A guy has a pretty large stack of this in his yard, he does not know what kind of wood it is, but I can pick up as much as I want and do some milling on my bandsaw and make small pieces I can use for small projects.


----------



## cabinetman (Jul 5, 2007)

Might help if you could slice off some pieces, so the grain shows.












 







.


----------



## ETWW (Mar 27, 2011)

Looks like an Oak...Post Oak, maybe?

It helps to know the general area where it's located.


----------



## billye1982 (Apr 25, 2011)

Sorry, I am in Tulsa, OK. I will cut a few slabs off tonight and post some pics


----------



## billye1982 (Apr 25, 2011)




----------



## djg (Dec 24, 2009)

White Oak


----------



## Daren (Oct 14, 2006)

djg said:


> White Oak


I agree.


.


----------



## phinds (Mar 25, 2009)

yep, white oak


----------



## ETWW (Mar 27, 2011)

No doubt that it's a species of White Oak.
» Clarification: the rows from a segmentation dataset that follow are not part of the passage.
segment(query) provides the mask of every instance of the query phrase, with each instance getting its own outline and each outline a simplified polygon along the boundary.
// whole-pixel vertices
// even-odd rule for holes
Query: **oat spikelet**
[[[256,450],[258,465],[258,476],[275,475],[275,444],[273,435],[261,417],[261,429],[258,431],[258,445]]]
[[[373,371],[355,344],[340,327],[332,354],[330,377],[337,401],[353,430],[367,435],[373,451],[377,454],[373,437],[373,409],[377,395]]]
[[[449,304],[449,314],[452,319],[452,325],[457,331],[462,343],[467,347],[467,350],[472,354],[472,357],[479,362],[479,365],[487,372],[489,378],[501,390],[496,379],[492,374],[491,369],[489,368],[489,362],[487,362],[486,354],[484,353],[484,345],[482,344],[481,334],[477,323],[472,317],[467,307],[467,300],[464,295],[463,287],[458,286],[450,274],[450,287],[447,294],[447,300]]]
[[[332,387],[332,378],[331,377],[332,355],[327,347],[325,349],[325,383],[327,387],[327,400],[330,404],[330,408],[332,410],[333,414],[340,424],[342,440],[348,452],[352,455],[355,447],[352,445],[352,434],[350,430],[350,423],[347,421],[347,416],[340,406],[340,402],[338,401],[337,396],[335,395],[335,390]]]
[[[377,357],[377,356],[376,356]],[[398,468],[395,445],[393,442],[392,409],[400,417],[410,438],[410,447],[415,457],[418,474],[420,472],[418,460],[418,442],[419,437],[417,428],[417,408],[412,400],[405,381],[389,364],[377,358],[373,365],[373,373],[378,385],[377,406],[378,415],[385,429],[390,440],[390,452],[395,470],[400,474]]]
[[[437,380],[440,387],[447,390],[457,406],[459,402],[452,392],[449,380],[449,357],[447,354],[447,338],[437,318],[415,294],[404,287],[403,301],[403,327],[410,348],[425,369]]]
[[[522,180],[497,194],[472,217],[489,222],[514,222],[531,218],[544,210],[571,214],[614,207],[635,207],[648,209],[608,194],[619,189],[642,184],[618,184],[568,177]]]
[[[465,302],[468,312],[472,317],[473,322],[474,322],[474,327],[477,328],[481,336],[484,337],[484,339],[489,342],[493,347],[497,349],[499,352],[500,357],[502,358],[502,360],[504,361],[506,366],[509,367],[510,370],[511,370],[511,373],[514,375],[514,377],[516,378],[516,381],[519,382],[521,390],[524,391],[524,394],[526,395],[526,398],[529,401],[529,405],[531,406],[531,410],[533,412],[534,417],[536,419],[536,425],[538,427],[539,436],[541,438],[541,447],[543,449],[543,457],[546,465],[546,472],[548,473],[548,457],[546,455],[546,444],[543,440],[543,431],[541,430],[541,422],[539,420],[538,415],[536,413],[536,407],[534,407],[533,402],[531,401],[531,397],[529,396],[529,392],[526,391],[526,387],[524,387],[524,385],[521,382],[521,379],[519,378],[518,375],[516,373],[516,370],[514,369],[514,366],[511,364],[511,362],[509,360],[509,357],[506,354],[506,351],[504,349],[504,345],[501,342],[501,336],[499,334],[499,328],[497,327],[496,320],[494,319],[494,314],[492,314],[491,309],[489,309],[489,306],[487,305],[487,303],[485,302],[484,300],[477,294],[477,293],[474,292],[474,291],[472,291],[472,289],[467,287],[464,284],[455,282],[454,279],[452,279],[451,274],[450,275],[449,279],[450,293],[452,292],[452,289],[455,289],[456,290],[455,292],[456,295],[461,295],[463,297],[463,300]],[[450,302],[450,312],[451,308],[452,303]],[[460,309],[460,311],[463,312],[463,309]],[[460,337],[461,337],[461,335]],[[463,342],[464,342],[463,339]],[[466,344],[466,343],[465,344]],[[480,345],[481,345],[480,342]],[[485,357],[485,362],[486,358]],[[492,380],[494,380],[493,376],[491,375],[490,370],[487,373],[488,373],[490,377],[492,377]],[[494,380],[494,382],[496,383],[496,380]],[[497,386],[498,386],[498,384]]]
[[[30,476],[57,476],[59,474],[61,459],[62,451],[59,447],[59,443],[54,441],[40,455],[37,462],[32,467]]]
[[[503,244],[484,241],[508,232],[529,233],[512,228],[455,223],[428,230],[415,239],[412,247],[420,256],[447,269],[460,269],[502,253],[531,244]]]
While the bark looks like Post Oak to me (a White Oak species) it could also be Bur Oak, Chestnut Oak or a White Oak hybrid of those.


----------



## cw log&veneer (Mar 7, 2011)

chestnut oak i am familar with has a thicker bark and also the would is usally darker in color, but not always


----------



## djg (Dec 24, 2009)

I finally got one right:laughing:.


----------



## MidGAOutdoor (Apr 7, 2011)

white oak.


----------



## billye1982 (Apr 25, 2011)

Thanks everyone, looks like I will be making a trip to get a load. Probably should get some bandsaw blades too, I think I will have lots of wood to saw up!


----------